I am reading Shannon's famous paper and I stuck on "It is easily shown that" part. More precisely I mean the inequality $$H(X, Y)\leq H(X) + H(Y),$$ where $X, Y$ are some discrete random variables. Following the paper we have that $$H(X,Y)=-\sum_{ij}p(i, j)\log(p(i,j)) \\ H(X)=-\sum_{ij}p(i, j)\log\left(\sum_{k}p(i,k)\right) \\ H(Y)=-\sum_{ij}p(i, j)\log\left(\sum_{l}p(l,j)\right)$$ And if we sum $H(X) + H(Y)$ we get that $$H(X) + H(Y) = -\sum_{ij}p(i, j)\log(p(i)p(j)).$$ And this is where I stuck. It is obvious from the above that if $X,Y$ are independent then the equality holds. However, the inequality is a different story. In general $p(i,j)$ and $p(i)p(j)$ are incomparable by simple inequality, thus some other methods must be used.
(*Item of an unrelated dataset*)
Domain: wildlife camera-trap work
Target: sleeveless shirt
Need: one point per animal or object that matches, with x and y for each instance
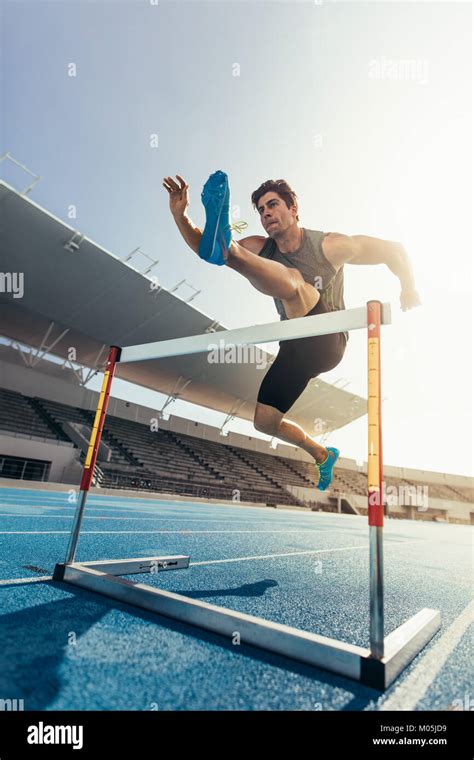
(310, 260)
What is the most straightforward proof of this inequality? (Or if one knows, what proof Shannon had in mind?). Shannon states the inequality before defining conditional entropy $H_X(Y)$ so I suspect that it in fact this should be easy... or did he lie?
Rearrange the inequality so that one side is zero. Write the other side as a single sum over $i$ and $j$. Use the facts that the sum of two logs is the log of a product, and the difference of two logs is the log of a quotient to replace the three logarithmic terms by a single one. Use convexity of the logarithm.
EDIT: To explain the convexity part, consider that the graph of $\log_a x$ is concave down, for $a>1$. It follows that for all $x_1, x_2 > 0$ and all $s_1, s_2 \in [0,1]$ such that $s_1+s_2=1$, we have that $s_1 \log_a x_1 + s_2 \log_a x_2 \leq \log_a (s_1 x_1 + s_2 x_2)$. This inequality can be extended by induction from $2$ $x$ and $s$ pairs to $n$. In our case, the $p(i,j)$ play the role of the $s_i$.
EDIT 2: The above yields a bound of $\log_a 1$, i.e. of zero.